Available output devices
========================

There are some in various states of usefulness (stable not meaning rock-solid and foolproof but generally working without problems for me).

dermixd name (for outload)  description                                         state
oss                         audio hardware output via OSS API,                  stable 
                            e.g. /dev/dsp; works with Alsa OSS emulation, too   
alsa                        audio hardware output via Alsa API                  stable (better latency than OSS)
mme                         audio hardware output via MME API of Tru64 Unix     semi-stable**
                            (written for a Compaq XP1000)
text                        write ASCII text (TAB-separated numbers) to STDOUT  stable
raw_s16                     write RAW Signed 16Bit data to file                 stable

** not able to be _removed_ properly; I only tested this on a XP1000 box that plays fine except for some outage once or twice every minute.

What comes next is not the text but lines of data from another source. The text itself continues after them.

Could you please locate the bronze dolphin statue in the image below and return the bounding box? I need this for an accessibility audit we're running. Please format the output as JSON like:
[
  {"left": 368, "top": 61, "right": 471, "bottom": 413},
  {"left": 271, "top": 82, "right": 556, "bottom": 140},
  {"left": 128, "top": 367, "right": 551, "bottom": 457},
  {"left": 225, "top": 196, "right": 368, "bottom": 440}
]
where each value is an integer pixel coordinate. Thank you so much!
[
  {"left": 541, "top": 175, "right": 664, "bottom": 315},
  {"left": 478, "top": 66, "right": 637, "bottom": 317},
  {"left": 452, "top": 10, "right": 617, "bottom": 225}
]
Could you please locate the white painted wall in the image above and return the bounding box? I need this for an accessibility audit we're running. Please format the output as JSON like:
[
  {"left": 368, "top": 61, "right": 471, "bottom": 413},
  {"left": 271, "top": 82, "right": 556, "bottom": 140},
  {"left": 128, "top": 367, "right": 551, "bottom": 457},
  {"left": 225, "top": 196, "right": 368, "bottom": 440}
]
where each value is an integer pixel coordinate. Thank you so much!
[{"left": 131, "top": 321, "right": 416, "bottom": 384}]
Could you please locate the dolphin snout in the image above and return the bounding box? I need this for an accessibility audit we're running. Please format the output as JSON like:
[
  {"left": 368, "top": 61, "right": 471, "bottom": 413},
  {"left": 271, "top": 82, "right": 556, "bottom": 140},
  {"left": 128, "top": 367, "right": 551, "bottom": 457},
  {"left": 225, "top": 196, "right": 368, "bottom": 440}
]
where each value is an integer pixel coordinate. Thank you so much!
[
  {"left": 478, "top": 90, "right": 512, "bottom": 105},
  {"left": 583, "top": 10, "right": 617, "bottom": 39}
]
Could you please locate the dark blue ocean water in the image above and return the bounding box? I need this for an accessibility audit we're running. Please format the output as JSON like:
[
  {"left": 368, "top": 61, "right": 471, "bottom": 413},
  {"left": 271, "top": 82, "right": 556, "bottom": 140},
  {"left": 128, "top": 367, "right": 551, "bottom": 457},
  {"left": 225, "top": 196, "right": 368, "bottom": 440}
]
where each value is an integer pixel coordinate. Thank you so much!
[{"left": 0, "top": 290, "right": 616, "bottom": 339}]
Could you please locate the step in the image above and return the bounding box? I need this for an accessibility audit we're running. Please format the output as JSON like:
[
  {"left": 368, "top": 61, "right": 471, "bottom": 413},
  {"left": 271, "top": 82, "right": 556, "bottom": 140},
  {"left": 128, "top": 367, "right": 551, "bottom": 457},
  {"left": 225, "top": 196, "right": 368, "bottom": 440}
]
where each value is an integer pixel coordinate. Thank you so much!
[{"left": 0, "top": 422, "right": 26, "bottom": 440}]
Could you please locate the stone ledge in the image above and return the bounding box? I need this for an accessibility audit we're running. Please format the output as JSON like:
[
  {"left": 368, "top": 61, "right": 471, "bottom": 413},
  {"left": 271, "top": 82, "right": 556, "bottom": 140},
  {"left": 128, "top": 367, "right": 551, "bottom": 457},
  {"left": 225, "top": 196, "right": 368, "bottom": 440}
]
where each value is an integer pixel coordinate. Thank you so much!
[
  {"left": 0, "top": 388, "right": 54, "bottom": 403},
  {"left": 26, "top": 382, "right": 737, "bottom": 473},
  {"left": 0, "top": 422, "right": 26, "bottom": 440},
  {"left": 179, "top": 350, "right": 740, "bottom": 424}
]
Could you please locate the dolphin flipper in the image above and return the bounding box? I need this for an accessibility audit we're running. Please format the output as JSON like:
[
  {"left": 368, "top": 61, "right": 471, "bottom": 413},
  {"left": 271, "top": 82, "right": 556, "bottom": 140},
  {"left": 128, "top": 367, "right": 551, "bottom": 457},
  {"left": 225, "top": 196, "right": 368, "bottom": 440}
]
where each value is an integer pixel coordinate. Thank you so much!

Could be some system service stopping the mmeserver, dunno.
One could use OSS on Tru64, though - perhaps that's better. And: I fact I didn't test that for quite some time now ... the code is subject to bitrot until I get the Alpha box back into operation, if ever.

Version Policy
==============

I use a version scheme with three parts:

<major>.<minor>.<bugfix>

The major number stands for the basic feature set and interface. All 1.x versions shall (in a perfect world...) be compatible to any 1.y with y < x. Minor versions may add but not remove features and shall (...) not change default behaviour. This does not necessarily include the internal API for input/output modules since it has still to prove and possibly improve itself to actually host some more of them.

The last number is just for bugfixes that don't affect the nominal features (but may repair broken ones).

I don't discriminate even and odd numbers for stable/development releases or the like. If m > n, m should be better.

A client gets the interface version on connection init:

	shell$ telnet localhost 8888
	Trying 127.0.0.1...
	Connected to localhost.
	Escape character is '^]'.
	[connect] DerMixD v1.0

The full version specification including bugfix number and possible suffixes (-dev, -test2,...) is available via the id command:

	id
	[id] DerMixD v1.0.0

So, any client program that wants to use ensure that some functionality introduced in version 1.3 is available should parse the initial [connect] string and check for a minor version >= 3.

Major releases are allowed to change things in an incompatible manner if it makes sense. After all, you learn some things over the years.